The scent of palo santo always ignited my memories of that time. It was surreal being on a mountain so high that you were above the clouds, as if you were somehow navigating the barrier between the real world and the spiritual. Ever since, I’d found a quiet peace in the ritual of smudging—the process of clearing negative energy with repetitive strokes of lit palo santo or sage—whenever a dying person requested it. I’d studied enough religions and spiritual credos to acknowledge the existence of an invisible energy that coursed through everyone. Even if the clearing of it was little more than a placebo effect, I’d seen firsthand how it could give someone hope and the feeling of starting over.

Or at least letting go.

Setting down the incense ember in a clay pot, I watched the smoke curl its way to the open window like a snake to its charmer. The usual soundtrack of siren wails, over-sensitive car alarms, and aggressive conversation floated up from the street. I never really minded that ambient noise—it kept me company. But then a far less frequent sound pierced through the urban din: the ringing of my phone.

When I unearthed it from under George’s belly on the sofa, the caller ID of a hospital on the Upper East Side lit up the screen.

A new job.

Within an hour, I was on the 6 train (which I loathed only slightly less than the R train) rattling uptown. I usually preferred at least two weeks between jobs, a loose rule I’d developed after experiencing a hellish burnout a few years ago. It wasn’t being around death that I found taxing—more the burden of being an anchor when everyone else around me, usually grieving family members, was emotionally unmoored.

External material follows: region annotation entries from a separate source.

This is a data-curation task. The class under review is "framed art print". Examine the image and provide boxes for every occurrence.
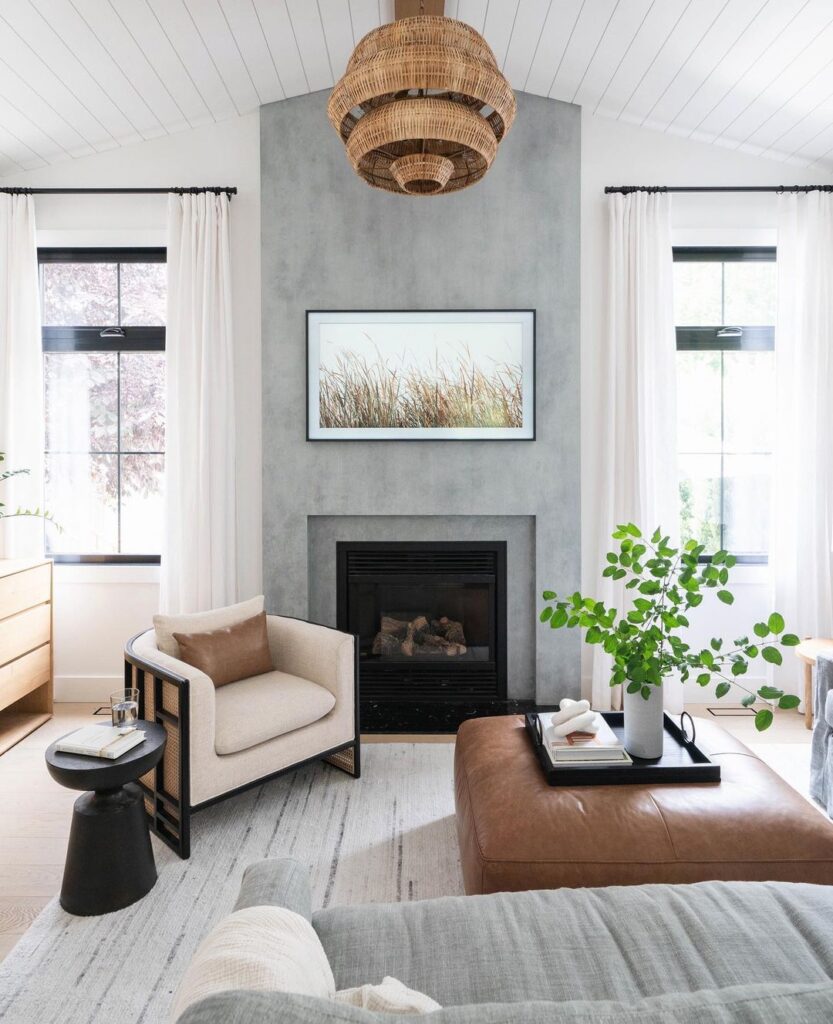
[306,309,535,441]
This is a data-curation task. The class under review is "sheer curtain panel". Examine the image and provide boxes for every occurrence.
[588,193,682,711]
[160,193,237,613]
[0,193,44,558]
[770,191,833,692]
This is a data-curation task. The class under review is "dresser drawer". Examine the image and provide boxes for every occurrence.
[0,604,52,666]
[0,562,52,618]
[0,644,52,708]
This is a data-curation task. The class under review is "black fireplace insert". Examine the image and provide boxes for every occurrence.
[336,541,506,731]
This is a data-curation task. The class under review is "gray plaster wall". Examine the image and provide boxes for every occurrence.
[260,92,581,702]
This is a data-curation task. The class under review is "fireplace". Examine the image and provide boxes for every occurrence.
[336,541,506,731]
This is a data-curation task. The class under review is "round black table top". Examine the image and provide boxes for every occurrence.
[46,721,167,790]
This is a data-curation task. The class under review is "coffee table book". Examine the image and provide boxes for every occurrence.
[525,711,720,786]
[55,725,144,761]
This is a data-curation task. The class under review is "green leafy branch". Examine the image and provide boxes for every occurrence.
[540,522,800,731]
[0,452,61,529]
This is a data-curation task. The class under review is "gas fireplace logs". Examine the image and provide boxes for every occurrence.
[373,615,466,657]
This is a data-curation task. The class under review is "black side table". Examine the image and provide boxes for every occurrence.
[46,722,166,916]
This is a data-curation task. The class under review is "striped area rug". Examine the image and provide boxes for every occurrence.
[0,743,463,1024]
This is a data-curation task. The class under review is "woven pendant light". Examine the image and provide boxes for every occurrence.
[327,0,515,196]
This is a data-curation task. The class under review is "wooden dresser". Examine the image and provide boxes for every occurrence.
[0,559,52,754]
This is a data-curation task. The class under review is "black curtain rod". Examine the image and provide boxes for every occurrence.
[0,185,237,199]
[605,185,833,196]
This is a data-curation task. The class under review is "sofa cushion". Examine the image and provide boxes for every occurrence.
[154,594,265,657]
[171,906,335,1021]
[214,672,335,754]
[173,611,275,686]
[313,876,833,1007]
[178,982,833,1024]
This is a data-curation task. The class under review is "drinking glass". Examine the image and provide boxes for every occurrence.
[110,689,138,730]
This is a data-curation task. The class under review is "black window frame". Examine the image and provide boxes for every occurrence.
[673,246,778,565]
[38,246,168,565]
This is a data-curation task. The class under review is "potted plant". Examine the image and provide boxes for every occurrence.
[540,522,800,758]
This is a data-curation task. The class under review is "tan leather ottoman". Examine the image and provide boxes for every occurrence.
[454,716,833,893]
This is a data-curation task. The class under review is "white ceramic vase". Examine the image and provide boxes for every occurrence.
[624,686,663,760]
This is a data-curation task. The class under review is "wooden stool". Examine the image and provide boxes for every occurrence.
[795,637,833,729]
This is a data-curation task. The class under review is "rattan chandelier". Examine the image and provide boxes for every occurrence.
[327,4,515,196]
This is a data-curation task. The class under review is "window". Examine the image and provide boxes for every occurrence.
[674,248,776,562]
[38,249,167,562]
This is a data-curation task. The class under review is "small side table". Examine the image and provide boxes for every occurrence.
[795,637,833,729]
[46,722,166,916]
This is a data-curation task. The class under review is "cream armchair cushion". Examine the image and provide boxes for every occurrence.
[214,672,335,754]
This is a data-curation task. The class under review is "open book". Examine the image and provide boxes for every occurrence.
[55,725,144,761]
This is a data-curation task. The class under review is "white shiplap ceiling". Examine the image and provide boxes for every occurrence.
[0,0,833,181]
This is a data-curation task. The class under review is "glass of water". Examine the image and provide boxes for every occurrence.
[110,689,138,730]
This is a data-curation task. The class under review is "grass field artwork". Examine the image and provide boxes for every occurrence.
[307,309,535,440]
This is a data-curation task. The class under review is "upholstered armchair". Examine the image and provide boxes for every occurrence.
[809,654,833,817]
[125,604,361,857]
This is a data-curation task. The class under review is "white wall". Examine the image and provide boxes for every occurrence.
[3,114,262,700]
[581,111,830,701]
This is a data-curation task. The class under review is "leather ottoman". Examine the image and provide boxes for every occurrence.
[454,716,833,894]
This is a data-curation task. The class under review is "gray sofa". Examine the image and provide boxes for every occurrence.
[178,860,833,1024]
[809,654,833,818]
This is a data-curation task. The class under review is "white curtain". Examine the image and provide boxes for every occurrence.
[588,193,682,711]
[0,194,44,558]
[770,191,833,691]
[160,193,238,613]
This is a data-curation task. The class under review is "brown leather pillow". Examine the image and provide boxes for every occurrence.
[173,611,274,686]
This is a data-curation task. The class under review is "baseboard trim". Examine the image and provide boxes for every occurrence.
[54,675,124,703]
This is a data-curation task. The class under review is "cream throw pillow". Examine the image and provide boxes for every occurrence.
[170,906,335,1022]
[335,978,443,1014]
[154,594,265,658]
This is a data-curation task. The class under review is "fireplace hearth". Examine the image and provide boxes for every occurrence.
[336,541,524,732]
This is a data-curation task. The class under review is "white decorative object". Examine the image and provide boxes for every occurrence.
[552,711,598,736]
[549,697,590,725]
[587,191,682,711]
[335,978,443,1014]
[0,194,44,558]
[625,686,665,760]
[160,193,238,613]
[170,906,335,1024]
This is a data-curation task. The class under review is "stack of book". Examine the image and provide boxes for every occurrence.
[539,714,632,768]
[55,725,144,761]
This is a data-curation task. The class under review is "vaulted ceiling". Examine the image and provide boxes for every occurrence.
[0,0,833,182]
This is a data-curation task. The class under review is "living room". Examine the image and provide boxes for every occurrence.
[0,0,833,1024]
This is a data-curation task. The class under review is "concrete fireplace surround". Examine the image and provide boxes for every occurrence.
[260,92,581,703]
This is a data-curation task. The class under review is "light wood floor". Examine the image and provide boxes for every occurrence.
[0,703,810,959]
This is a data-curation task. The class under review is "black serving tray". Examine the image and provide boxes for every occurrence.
[525,711,720,786]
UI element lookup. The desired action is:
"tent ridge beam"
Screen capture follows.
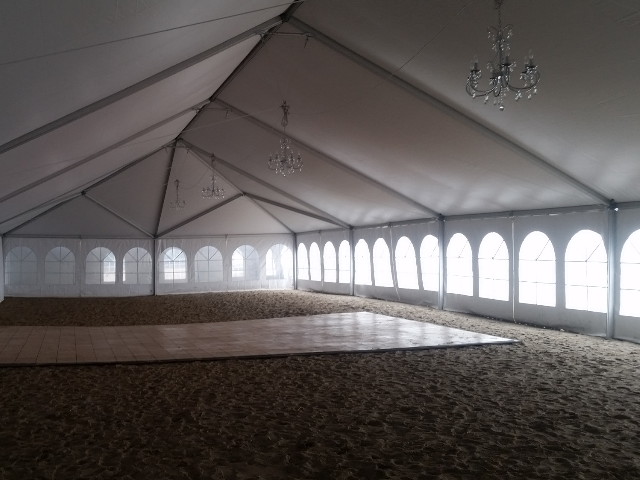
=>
[0,16,282,155]
[185,150,293,233]
[216,99,440,217]
[155,193,244,238]
[82,190,153,238]
[0,107,194,203]
[245,193,342,226]
[288,17,612,205]
[180,139,349,228]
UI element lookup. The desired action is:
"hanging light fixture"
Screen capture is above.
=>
[202,155,224,200]
[169,180,187,210]
[267,101,303,177]
[467,0,540,111]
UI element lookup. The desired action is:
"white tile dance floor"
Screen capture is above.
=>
[0,312,517,366]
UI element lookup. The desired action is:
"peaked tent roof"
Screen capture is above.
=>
[0,0,640,236]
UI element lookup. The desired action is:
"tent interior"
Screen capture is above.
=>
[0,0,640,341]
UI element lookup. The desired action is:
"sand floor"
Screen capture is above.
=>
[0,291,640,480]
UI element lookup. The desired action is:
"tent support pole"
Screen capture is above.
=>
[438,219,447,310]
[180,140,350,228]
[288,17,611,205]
[607,207,620,338]
[82,191,153,238]
[216,99,439,217]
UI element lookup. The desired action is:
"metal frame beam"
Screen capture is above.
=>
[0,17,282,155]
[82,190,153,238]
[156,193,244,238]
[180,139,350,228]
[245,193,340,226]
[216,99,440,217]
[0,107,196,203]
[187,150,293,233]
[288,17,612,205]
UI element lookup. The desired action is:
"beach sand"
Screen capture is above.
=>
[0,291,640,480]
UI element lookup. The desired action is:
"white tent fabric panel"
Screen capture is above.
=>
[12,196,146,238]
[0,112,195,232]
[156,234,293,295]
[252,200,336,232]
[295,0,640,205]
[0,0,287,144]
[184,107,426,225]
[3,237,153,297]
[89,148,171,233]
[160,197,289,238]
[158,148,242,234]
[220,24,593,215]
[0,37,259,202]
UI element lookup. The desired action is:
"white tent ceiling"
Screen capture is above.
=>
[0,0,640,237]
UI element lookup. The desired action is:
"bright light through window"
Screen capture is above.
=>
[373,238,393,287]
[620,230,640,317]
[565,230,607,313]
[420,235,440,292]
[323,242,336,283]
[478,232,509,301]
[518,231,556,307]
[396,237,418,290]
[355,240,371,285]
[447,233,473,296]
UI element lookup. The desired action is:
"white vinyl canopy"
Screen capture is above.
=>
[0,0,640,238]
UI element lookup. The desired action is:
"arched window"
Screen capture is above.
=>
[44,247,76,285]
[620,230,640,317]
[478,232,509,301]
[122,247,152,285]
[447,233,473,296]
[159,247,187,283]
[195,245,222,283]
[4,247,38,285]
[309,242,322,282]
[396,237,418,290]
[267,244,293,280]
[298,243,309,280]
[565,230,607,313]
[420,235,440,292]
[355,239,371,285]
[373,238,393,287]
[231,245,260,280]
[85,247,116,284]
[518,231,556,307]
[338,240,351,283]
[323,242,337,283]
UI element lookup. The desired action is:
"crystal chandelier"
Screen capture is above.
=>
[169,180,187,210]
[267,101,303,177]
[202,157,224,200]
[467,0,540,110]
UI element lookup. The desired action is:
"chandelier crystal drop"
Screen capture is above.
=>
[267,101,303,177]
[202,157,224,200]
[169,180,187,210]
[467,0,540,111]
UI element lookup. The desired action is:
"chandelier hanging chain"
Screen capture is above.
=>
[202,154,224,200]
[267,100,303,177]
[466,0,540,111]
[169,180,187,210]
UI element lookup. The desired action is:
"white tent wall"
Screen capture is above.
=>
[3,237,153,297]
[155,234,294,295]
[614,204,640,343]
[296,229,352,295]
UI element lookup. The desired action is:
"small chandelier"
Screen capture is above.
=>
[467,0,540,111]
[169,180,187,210]
[267,101,303,177]
[202,156,224,200]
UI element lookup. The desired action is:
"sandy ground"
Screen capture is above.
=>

But this job likely wouldn’t last longer than a day. The nurse on the phone explained that the patient, a twenty-six-year-old unhoused woman named Abigail, was brought in after she was found collapsed in an ATM vestibule in Midtown with end-stage liver failure. It was likely a result of cirrhosis—and the entire bottle of gin she’d consumed. Even though Abigail was lucid and talking, the prognosis wasn’t optimistic. Her parents were on their way from Idaho, but they’d probably arrive too late.

I wouldn’t be paid for this job, but there was no way I could let her die alone. And in situations like these, my task was just to be there as a presence. Hospitals were so full and understaffed that it wasn’t realistic for a nurse to stay with a patient around the clock. So they’d begun offering the services of volunteers, some of whom were death doulas like me, to provide comfort to those who had no one else. Or even those who did. Unfortunately, death isn’t always the peaceful slipping away that movies depict it to be—often it’s prolonged and very unpleasant. The sensory chaos of bodily functions shutting down or going awry. The gasping. The look of panic as people cling desperately to their final moments. Sometimes family members turn away or run out of the room to spare themselves from having such a confronting scene seared into their brains as the final memory of their loved ones.

That’s why it’s so important to have someone like me there. Someone who won’t look away, no matter how harrowing it gets.